J. Hope Kilgannon, M.D., of Cooper University Hospital, Camden, N.J., and colleagues conducted a study to ascertain if hyperoxia after ROSC from cardiac arrest was linked to lack of survival in the hospital. The collected data dated between 2001 and 2005 came from a critical care database of intensive care units (ICUs) at 120 U.S. hospitals. It should be noted that all the patients included in the study were above the age of 17 years. The authors also maintained they had faced nontraumatic cardiac arrest, cardiopulmonary resuscitation within 24 hours prior to ICU arrival. The arterial blood gas analysis was performed within 24 hours following ICU arrival.
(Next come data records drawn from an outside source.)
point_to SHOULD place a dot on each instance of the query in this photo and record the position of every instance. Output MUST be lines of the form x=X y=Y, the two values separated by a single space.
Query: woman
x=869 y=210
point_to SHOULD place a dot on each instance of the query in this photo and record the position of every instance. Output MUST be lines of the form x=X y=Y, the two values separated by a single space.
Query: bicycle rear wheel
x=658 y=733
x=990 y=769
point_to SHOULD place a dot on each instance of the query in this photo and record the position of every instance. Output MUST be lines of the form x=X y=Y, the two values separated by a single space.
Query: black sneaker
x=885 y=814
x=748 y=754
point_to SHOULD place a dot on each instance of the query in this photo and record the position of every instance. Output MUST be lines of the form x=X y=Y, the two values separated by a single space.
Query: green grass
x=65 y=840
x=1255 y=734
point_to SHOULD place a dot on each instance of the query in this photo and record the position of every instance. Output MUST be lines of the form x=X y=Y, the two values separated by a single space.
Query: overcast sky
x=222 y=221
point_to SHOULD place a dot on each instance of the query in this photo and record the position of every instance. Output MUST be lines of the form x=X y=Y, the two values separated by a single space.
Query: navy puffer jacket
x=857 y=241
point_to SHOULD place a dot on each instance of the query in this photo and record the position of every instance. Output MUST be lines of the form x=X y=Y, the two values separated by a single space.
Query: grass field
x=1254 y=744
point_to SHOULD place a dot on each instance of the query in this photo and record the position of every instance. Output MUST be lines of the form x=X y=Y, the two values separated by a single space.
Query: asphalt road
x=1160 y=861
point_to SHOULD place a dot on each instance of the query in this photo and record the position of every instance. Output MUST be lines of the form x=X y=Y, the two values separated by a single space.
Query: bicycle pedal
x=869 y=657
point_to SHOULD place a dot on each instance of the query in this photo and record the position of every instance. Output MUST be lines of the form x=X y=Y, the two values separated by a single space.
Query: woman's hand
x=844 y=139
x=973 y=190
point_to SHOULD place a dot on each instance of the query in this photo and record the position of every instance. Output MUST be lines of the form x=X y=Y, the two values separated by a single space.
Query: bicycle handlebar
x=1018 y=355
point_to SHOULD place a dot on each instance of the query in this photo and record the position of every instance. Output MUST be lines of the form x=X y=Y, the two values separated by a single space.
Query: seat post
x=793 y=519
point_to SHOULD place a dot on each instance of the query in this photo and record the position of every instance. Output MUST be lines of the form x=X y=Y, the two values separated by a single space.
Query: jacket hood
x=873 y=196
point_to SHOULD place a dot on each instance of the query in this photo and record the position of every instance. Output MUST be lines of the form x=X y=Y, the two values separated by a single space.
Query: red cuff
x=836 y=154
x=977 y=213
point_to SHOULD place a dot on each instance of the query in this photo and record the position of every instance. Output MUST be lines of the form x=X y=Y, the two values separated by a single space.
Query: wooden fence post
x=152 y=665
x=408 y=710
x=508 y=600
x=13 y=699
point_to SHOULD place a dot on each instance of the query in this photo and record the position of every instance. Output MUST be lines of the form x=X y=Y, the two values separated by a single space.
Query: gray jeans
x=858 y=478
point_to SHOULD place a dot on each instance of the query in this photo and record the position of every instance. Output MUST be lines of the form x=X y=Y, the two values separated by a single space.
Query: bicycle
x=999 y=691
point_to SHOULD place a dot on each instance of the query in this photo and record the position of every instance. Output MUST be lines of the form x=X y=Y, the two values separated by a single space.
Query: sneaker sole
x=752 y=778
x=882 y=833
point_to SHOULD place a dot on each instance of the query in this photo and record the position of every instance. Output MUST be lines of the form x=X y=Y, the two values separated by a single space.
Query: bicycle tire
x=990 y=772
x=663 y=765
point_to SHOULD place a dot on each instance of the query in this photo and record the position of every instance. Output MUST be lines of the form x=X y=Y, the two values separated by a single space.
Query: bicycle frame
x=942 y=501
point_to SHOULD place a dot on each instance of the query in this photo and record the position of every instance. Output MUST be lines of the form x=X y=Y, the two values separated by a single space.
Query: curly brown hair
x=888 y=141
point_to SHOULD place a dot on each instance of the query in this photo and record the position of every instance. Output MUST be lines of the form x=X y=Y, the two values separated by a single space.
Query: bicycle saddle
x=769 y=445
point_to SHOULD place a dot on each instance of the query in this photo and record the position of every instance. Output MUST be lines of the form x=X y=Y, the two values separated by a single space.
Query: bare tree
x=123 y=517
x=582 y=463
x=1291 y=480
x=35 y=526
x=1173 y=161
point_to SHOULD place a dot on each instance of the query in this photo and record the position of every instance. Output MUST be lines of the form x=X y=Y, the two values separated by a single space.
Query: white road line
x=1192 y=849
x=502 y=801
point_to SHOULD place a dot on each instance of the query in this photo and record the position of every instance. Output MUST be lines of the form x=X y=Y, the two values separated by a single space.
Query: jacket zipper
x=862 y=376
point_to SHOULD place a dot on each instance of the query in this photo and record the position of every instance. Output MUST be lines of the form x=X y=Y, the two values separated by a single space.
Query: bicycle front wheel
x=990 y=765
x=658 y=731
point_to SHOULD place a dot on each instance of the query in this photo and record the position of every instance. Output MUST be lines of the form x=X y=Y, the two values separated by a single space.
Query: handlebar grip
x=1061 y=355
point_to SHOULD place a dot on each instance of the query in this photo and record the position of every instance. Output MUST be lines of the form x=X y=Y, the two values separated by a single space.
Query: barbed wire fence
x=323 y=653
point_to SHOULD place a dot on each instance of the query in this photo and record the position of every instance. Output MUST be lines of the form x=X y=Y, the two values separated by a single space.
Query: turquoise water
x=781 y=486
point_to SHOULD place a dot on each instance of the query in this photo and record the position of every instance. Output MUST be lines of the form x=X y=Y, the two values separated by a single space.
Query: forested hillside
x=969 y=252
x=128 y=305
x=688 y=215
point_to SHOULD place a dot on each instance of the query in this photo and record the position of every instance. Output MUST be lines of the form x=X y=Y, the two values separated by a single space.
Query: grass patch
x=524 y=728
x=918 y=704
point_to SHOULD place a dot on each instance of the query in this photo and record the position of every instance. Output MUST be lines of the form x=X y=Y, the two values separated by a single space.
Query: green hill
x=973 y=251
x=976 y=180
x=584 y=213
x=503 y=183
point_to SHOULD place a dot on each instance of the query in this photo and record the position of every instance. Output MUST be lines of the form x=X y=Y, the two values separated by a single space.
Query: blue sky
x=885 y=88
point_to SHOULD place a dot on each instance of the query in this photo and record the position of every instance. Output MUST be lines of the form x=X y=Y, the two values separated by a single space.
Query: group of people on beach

The investigators cautioned, “While we acknowledge that association does not necessarily imply causation, these data support the hypothesis that high oxygen delivery in the postcardiac arrest setting may have adverse effects.”
On the basis of a measurement of oxygen in arterial blood all the patients were divided into 3 groups. Out of a total of 6,326 patients’, 1,156 patients had hyperoxia at 18 percent. 3,999 had hypoxia at 63 percent along with deficiency of oxygen in the blood and the remaining 1,171 had normoxia at 19 percent and displayed normal level of oxygen in the blood.
The authors then analyzed that a 63 percent rate mortality rate was enjoyed by the hyperoxia group. But the hypoxia group displayed 57 percent mortality rate and 45 percent by the normoxia group. Also in-hospital mortality rate was higher in the hyperoxia group when compared to the normoxia group displaying a difference by 18 percent and with the hypoxia group showing a dissimilarity of 6 percent.
They further shared that even among the hospital survivors hyperoxia showed a lower likelihood of independent functional status at hospital discharge compared with normoxia.
The study is published in the June 2 issue of JAMA.